Bolo de domingo
Domingo é dia de bolo! Sempre foi dia de bolo! Em minha infância nos anos 60, pão era coisa de poucos. Manteiga era só mesmo aquela que minha mãe batia com a nata que era retirada todo dia do leite. Não tínhamos geladeira, portanto a manteiga sempre ficava com aquele gostinho de ranço e eu não gostava. Durante a semana, no café da manhã geralmente eram quitandas ou então aquele tal de Cubu. Ah, mas no domingo não, domingo mãe servia bolo. Sábado ela poderia estar cheia de serviço, mas sempre arrumava um tempinho para fazer o bolo. Eu gostava muito do seu caderno de receitas e lá eu me encantava com Bolo Campineiro, Bolo Mármore e bolo Majestoso. Cada sábado a gente escolhia uma receita diferente.
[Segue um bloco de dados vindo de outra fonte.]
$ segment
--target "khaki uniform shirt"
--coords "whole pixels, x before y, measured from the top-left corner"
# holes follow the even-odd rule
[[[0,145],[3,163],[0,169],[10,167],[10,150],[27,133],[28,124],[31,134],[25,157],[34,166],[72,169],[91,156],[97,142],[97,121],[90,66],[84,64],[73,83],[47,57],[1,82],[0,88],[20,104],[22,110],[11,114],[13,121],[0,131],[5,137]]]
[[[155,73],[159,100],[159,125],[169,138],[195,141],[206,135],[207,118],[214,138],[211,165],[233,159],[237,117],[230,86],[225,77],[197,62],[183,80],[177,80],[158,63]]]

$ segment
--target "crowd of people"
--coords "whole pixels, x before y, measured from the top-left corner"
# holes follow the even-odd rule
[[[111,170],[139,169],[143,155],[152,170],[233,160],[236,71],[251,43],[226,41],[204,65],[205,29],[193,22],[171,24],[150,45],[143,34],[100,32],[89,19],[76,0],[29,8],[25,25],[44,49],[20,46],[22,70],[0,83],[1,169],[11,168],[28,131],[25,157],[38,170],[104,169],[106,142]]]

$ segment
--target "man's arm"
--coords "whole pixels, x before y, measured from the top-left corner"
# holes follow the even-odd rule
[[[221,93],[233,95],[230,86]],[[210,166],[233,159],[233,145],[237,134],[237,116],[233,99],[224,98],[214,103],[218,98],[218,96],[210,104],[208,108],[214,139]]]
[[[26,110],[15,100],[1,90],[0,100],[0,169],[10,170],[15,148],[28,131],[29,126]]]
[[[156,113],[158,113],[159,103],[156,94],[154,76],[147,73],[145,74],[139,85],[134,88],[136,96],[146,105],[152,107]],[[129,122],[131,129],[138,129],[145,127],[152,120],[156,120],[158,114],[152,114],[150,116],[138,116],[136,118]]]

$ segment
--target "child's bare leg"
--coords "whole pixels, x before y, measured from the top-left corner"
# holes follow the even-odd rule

Meu pai era vendeiro e aos sábados a venda enchia. Eram os fregueses que vinham da roça fazer o ‘fornecimento’ e as portas ficavam abertas até as 22h00min. O movimento era grande e mãe ajudava no balcão. Todos nós já sabíamos que o bolo era para o café de domingo, mas meu irmão mais velho, “sujeito insuburdinado”, como meu pai o chamava, chegava à porta da venda, repleta de gente e perguntava bem alto:
_Mãe, onde é que a senhora escondeu o bolo?
Ela sorria, assim entre dentes, mostrando uma meiguice que não existia ali e respondia:
_Ô meu filho, está lá dentro do guarda-comida.
Ele ia, voltava e perguntava ainda mais alto:
_Mãe, onde é que a senhora escondeu a chave do guarda-comida?
Ai não tinha escapatória. Ela pedia licença ao freguês, alegando que ia dar o bolo pra ele e assim que cruzava a porta, juntava-lhe as orelhas.
_Deixa de ser engraçadinho, pois você sabe muito bem que o bolo é pra amanhã de manhã.
Hoje, todo dia é dia de bolo, mas nenhum tem o sabor daquele bolo de domingo!